If Zuckerberg create a special committee to approve the Class C stock issuance in the first instance but fail to implement a “majority of the minority” shareholder vote, then there is still an “entire fairness” test except the plaintiffs suing Zuckerberg and the Facebook board will have the burden to show that the transaction wasn’t fair. There is no clear case law in Delaware on this, and it will be a toss-up case of first impression.
If Zuckerberg agreed in writing upfront (before the discussions of Class C stock issuance began) that he would not pursue Class C stock creation unless the disinterested board members voted to approve it and he removed himself from the shareholder vote as well, then the business judgment rule applies. This is highly deferential towards management because you’d have to show a waste of corporate assets to succeed which is nearly impossible, and Zuckerberg and Facebook would prevail in this class action.
So which option did Zuckerberg and the Board choose? They went for door number two. They could have put themselves in a position for this Class C stock to blow up in their face by not creating a special committee of disinterested board members to approve the transaction, but they did that. On the other hand, they could have nearly guaranteed its success by getting Zuckerberg to agree upfront that he would abide by whatever decision a disinterested board vote and an independent shareholder vote reached. He didn’t do the latter.
This means that the class action litigants against Zuckerberg and the Facebook Board will have to show that the Class C stock creation does not pass the entire fairness test, and the case law on this has nothing on point. It’s almost always the Board failing to sanitize the transaction in any way, and then having to prove fair dealing and fair price.
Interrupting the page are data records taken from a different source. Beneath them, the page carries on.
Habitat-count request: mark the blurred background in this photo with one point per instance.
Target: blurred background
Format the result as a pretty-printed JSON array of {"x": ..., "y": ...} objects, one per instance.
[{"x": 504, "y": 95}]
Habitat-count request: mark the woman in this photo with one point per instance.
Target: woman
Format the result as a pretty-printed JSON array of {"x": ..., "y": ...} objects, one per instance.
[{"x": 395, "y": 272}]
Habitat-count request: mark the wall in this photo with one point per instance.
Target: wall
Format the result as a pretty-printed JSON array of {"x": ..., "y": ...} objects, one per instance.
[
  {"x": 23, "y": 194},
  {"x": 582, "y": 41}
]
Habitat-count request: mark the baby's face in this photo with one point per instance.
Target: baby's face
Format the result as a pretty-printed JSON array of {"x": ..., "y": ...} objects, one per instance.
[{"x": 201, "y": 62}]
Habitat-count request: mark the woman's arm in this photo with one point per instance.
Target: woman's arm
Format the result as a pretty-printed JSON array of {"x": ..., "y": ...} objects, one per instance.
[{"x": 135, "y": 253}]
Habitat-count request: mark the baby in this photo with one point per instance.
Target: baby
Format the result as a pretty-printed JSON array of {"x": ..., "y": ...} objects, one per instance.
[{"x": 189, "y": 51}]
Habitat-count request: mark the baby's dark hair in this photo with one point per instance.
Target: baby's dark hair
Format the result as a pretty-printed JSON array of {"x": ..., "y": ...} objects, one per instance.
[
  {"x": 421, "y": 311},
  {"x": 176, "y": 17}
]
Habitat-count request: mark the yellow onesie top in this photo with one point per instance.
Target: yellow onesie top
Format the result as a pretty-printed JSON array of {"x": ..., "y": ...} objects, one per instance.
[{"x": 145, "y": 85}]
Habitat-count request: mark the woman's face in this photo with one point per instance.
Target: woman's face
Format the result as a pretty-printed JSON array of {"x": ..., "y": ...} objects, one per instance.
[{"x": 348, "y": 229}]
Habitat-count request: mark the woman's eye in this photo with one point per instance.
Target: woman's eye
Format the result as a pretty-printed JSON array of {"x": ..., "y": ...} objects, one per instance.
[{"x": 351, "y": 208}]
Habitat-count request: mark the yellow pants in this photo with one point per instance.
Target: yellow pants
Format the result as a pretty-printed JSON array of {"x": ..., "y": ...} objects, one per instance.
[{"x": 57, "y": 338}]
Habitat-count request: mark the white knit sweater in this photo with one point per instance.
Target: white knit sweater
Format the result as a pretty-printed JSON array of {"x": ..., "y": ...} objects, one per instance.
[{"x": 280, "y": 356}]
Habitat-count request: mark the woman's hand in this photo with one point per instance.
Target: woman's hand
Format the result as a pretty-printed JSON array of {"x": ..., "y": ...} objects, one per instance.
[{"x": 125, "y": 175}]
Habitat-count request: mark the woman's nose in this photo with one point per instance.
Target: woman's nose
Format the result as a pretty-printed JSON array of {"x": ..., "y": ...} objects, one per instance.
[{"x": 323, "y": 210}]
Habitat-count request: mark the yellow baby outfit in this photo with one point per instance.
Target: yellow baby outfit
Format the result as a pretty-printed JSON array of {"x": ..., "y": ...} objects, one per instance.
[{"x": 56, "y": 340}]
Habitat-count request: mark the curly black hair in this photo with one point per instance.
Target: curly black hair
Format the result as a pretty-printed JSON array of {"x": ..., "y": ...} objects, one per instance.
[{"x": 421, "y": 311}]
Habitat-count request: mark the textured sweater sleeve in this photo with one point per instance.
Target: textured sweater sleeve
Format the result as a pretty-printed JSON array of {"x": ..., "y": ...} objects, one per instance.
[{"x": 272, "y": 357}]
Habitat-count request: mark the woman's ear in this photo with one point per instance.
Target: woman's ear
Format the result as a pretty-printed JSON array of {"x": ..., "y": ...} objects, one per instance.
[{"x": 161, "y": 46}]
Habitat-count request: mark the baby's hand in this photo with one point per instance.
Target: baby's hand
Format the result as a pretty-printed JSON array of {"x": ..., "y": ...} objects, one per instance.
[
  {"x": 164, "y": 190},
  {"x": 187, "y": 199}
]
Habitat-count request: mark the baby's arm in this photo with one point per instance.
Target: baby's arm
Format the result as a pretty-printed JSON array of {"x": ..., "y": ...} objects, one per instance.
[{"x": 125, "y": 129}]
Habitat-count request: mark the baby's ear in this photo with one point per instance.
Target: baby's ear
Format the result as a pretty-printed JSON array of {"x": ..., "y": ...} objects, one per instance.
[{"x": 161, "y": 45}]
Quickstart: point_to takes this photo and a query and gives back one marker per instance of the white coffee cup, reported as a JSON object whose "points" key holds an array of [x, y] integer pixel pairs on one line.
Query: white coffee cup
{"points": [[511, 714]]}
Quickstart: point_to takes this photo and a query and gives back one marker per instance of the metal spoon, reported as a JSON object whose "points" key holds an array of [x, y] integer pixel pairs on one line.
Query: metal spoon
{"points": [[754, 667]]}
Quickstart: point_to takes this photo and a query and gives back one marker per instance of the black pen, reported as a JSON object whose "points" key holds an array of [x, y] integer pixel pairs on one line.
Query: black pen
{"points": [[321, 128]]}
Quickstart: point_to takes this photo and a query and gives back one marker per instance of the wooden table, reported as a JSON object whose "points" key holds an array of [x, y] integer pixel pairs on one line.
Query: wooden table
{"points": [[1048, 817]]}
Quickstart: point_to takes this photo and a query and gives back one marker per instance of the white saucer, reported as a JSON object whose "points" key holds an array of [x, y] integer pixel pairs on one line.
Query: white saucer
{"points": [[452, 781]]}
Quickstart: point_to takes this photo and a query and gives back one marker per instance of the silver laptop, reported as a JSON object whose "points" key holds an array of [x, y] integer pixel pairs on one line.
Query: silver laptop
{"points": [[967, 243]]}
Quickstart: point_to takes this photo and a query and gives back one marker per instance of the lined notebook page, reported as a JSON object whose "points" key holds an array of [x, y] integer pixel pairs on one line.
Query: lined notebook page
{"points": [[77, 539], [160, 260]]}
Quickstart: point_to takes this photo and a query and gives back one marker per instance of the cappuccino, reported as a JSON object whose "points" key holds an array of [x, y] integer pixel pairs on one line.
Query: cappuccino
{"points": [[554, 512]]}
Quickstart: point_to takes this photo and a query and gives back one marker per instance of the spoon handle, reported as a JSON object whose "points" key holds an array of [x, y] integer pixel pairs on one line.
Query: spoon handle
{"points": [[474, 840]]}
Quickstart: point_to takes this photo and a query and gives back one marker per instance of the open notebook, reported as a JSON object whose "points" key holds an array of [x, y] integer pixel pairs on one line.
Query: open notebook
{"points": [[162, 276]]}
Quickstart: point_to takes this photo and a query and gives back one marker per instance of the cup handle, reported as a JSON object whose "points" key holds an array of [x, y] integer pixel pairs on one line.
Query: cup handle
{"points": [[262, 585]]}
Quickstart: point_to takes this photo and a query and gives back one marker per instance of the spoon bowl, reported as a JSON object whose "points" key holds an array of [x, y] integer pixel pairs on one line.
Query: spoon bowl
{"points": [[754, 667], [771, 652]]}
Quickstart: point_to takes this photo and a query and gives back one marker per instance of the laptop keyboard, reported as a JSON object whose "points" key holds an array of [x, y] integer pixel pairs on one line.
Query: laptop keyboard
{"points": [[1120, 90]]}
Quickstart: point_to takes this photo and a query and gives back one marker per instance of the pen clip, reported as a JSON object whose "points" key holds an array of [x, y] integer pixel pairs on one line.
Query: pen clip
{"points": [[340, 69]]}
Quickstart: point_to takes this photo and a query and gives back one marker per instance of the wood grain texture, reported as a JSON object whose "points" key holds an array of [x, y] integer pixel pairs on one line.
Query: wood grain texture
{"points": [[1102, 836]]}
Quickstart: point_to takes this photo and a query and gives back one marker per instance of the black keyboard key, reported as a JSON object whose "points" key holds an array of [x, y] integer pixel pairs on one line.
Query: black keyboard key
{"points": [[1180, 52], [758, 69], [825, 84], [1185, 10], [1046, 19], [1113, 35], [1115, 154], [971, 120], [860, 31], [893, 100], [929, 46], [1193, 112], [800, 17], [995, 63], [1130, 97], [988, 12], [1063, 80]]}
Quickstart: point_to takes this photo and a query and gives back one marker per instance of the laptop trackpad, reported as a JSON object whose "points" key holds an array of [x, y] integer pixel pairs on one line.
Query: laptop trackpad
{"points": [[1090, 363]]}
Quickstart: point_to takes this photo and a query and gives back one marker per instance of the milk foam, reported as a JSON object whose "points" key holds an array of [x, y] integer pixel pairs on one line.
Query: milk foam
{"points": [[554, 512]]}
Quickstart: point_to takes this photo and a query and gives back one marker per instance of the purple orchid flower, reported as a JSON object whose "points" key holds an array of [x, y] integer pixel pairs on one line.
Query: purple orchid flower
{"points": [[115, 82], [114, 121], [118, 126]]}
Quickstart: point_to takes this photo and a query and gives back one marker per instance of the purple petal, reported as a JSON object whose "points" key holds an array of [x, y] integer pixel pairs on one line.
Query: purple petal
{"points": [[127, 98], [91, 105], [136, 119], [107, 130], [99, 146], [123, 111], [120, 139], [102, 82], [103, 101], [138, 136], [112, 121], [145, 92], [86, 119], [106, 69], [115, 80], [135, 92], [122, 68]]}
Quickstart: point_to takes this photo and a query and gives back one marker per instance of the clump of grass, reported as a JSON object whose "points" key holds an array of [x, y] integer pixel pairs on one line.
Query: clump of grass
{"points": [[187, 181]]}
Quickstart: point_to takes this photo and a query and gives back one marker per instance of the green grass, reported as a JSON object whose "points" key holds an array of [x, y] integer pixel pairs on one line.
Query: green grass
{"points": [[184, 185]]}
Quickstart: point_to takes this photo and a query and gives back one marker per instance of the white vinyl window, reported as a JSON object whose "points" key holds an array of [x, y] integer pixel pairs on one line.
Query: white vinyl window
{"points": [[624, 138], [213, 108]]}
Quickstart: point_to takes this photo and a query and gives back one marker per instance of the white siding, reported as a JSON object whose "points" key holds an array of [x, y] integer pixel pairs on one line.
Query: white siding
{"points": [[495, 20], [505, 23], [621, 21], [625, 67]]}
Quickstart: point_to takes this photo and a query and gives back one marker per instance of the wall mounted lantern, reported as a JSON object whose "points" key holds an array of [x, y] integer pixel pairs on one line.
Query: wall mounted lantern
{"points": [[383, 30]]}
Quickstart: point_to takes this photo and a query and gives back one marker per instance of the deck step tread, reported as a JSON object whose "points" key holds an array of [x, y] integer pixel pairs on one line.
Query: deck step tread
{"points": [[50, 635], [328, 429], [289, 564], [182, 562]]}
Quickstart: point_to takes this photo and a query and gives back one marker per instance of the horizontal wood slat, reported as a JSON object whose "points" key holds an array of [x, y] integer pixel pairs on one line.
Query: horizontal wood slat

But Facebook did a halfway sanitization that shifts the burden, but doesn’t get business judgment rule protection. Here, the Facebook class action litigants have to show that there wasn’t fair dealing and fair price, and there is no clear case law showing how to do that. Hopefully, they won’t settle with the Facebook Board and Zuckerberg, as this has the makings of being one of the top five corporation lawsuits of the past thirty years. Or, the shareholders could follow Nancy Reagan’s advice and “just say no” at the June 20th vote, and this issue would become moot.